Over centuries and millennia the crashing Atlantic Ocean has carved a unique coastline along Ireland’s western seaboard. I’ve been fortunate to experience living on the northeastern seaboard for the past four months.
This week I ventured westward to what’s fondly called ‘Ireland at its best’ or ‘pure Donegal.’ County Donegal has 800 miles of beaches and one third of the beaches in the Republic of Ireland. I set a goal this year to walk on each beach and dip in the water. Ballymastocker Beach was my first. Voted the second best beach in the world by Observer Magazine (coming second only to the tropical Seychelles), it sits on the Fanad Peninsula and has lovely secluded sandy dunes which provide a natural coastline defense.
Majestic sheep are scattered along the steep cliffs above Lough Swilly. The Lough is a glacial fjord or sea inlet lying between the western side of the Inishowen Peninsula and the Fanad Peninsula. It’s one of three glacial fjords in Ireland.

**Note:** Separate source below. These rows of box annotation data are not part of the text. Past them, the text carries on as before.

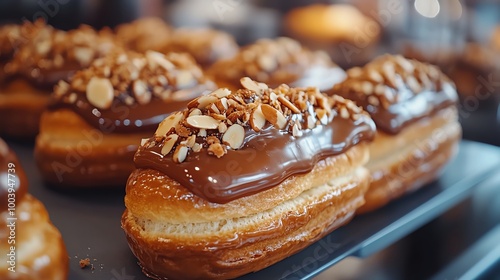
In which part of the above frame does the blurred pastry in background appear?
[35,51,215,189]
[0,139,69,280]
[449,27,500,108]
[207,37,345,90]
[162,28,239,68]
[0,20,47,68]
[0,22,115,140]
[449,43,500,101]
[115,17,172,52]
[283,4,382,67]
[329,55,461,212]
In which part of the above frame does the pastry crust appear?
[358,107,462,213]
[0,194,69,280]
[35,109,145,188]
[122,144,369,279]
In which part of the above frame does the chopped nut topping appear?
[160,28,238,67]
[329,55,452,109]
[142,78,367,163]
[54,50,218,109]
[6,21,119,75]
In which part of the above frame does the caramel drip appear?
[135,116,375,203]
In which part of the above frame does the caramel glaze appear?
[333,83,457,135]
[48,83,212,133]
[134,116,375,203]
[0,139,28,211]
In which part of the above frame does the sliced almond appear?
[173,145,188,163]
[36,40,52,56]
[215,97,229,112]
[217,122,227,133]
[292,123,303,137]
[222,124,245,150]
[260,104,286,129]
[86,77,114,109]
[210,88,231,98]
[132,80,151,105]
[250,105,266,132]
[315,109,328,125]
[257,55,278,72]
[186,115,219,129]
[210,103,220,114]
[340,107,350,119]
[73,47,94,65]
[175,70,196,88]
[361,81,373,95]
[240,77,268,92]
[269,91,278,102]
[146,51,175,71]
[186,135,196,148]
[187,95,219,109]
[368,95,380,106]
[161,134,179,155]
[155,112,184,137]
[191,143,203,153]
[307,115,316,129]
[189,108,202,116]
[278,94,300,114]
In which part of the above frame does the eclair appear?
[0,23,114,140]
[0,139,68,280]
[122,78,375,279]
[162,28,239,68]
[329,55,461,212]
[208,37,345,90]
[35,51,215,188]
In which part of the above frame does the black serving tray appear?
[9,141,500,280]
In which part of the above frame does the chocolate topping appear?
[329,55,457,134]
[162,28,238,67]
[134,78,375,203]
[0,139,28,211]
[49,51,215,133]
[209,37,345,90]
[5,22,117,89]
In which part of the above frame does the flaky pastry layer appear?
[0,194,68,280]
[358,107,462,213]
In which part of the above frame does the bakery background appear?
[0,0,500,279]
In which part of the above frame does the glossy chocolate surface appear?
[49,83,212,133]
[348,84,457,134]
[135,116,375,203]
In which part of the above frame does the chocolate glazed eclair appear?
[0,21,116,141]
[0,139,68,280]
[122,78,375,279]
[35,51,215,188]
[329,55,461,212]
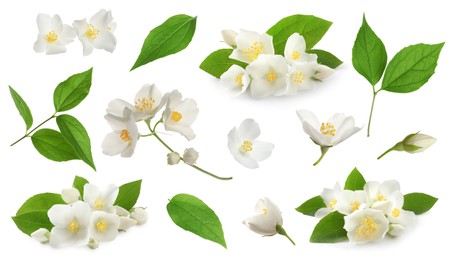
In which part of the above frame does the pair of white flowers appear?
[34,9,116,56]
[315,180,415,243]
[220,30,333,98]
[31,184,147,248]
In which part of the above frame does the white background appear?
[0,0,451,259]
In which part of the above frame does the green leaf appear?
[267,14,332,55]
[166,194,227,248]
[344,168,366,190]
[9,86,33,131]
[53,68,92,112]
[114,180,142,211]
[402,192,438,215]
[16,193,66,216]
[56,115,96,170]
[296,196,326,217]
[307,50,343,69]
[31,128,80,162]
[352,15,387,86]
[131,14,197,70]
[382,43,445,93]
[199,49,247,78]
[12,210,53,236]
[310,211,348,243]
[72,176,89,199]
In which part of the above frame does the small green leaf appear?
[307,50,343,69]
[402,192,438,215]
[12,210,53,236]
[296,196,326,217]
[352,15,387,86]
[267,14,332,55]
[166,194,227,248]
[53,68,92,112]
[72,176,89,199]
[56,115,96,170]
[9,86,33,131]
[310,211,348,243]
[382,43,445,93]
[16,193,66,216]
[131,14,197,70]
[199,49,247,78]
[31,128,80,162]
[114,180,142,211]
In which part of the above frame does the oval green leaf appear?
[267,14,332,55]
[131,14,197,70]
[53,68,92,112]
[166,194,227,248]
[56,115,96,170]
[382,43,445,93]
[31,128,80,162]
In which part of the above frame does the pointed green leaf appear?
[131,14,197,70]
[166,194,227,248]
[56,115,96,170]
[9,86,33,131]
[53,68,92,112]
[382,43,445,93]
[352,15,387,86]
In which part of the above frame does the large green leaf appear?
[131,14,196,70]
[382,43,445,93]
[53,68,92,112]
[56,115,96,170]
[166,194,227,248]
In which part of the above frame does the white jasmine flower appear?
[344,209,388,243]
[284,33,318,65]
[83,183,119,213]
[163,90,199,140]
[33,14,75,54]
[73,9,116,56]
[246,54,288,98]
[219,64,251,95]
[228,119,274,169]
[230,30,274,63]
[89,211,120,242]
[47,201,91,247]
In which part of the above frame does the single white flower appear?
[72,9,116,56]
[230,29,274,63]
[344,209,389,243]
[61,188,80,204]
[219,64,251,95]
[30,228,50,243]
[296,109,362,165]
[315,182,343,218]
[89,211,120,242]
[163,90,199,140]
[47,201,91,247]
[83,183,119,213]
[284,33,318,65]
[228,118,274,169]
[33,14,75,54]
[246,54,288,98]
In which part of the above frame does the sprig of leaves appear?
[9,68,96,170]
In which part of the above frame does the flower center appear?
[240,140,252,153]
[121,129,132,142]
[355,217,378,238]
[45,31,58,43]
[171,111,183,123]
[319,122,337,136]
[85,24,100,40]
[68,220,80,233]
[243,42,263,61]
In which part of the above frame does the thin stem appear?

One of Ireland’s worst ever marine disasters occurred in this beautiful area in the 1800’s. The HMS Saldanha was a Royal Navy warship. From her base in Lough Swilly, she patrolled the seas against attack from Napoleon. After setting sail with HMS Talbot on the night of December 4th, 1811, a fierce storm forced the ships to turn back. Men on the signal tower of HMS Talbot witnessed Saldanha’s last moments, After hitting rocks, her hull broke in two and she was swallowed by the waves. Those who escaped died in the freezing water. Over two hundred bodies were washed up on the shore. It is said that the Captain died after a local tried to revive him with whiskey on the beach. Twenty miles away, a servant shot what turned out to be the Captain’s parrot. Its collar was inscribed: ‘Captain Pakenham of His Majesty’s Ship Saldanha.’ Earlier Pakenham had been Captain of Greyhound when she wrecked off the coast of Luzon in the Philippines in 1808.
On Sunday December 4, 2011 a special ceremony was held to mark the 200th anniversary of the sinking of HMS Saldanha. It was the first commemorative event. Until then there had been no permanent memorial to their deaths.
There is fascinating history everywhere in Ireland. I can’t wait to see what my second Donegal beach visit yields.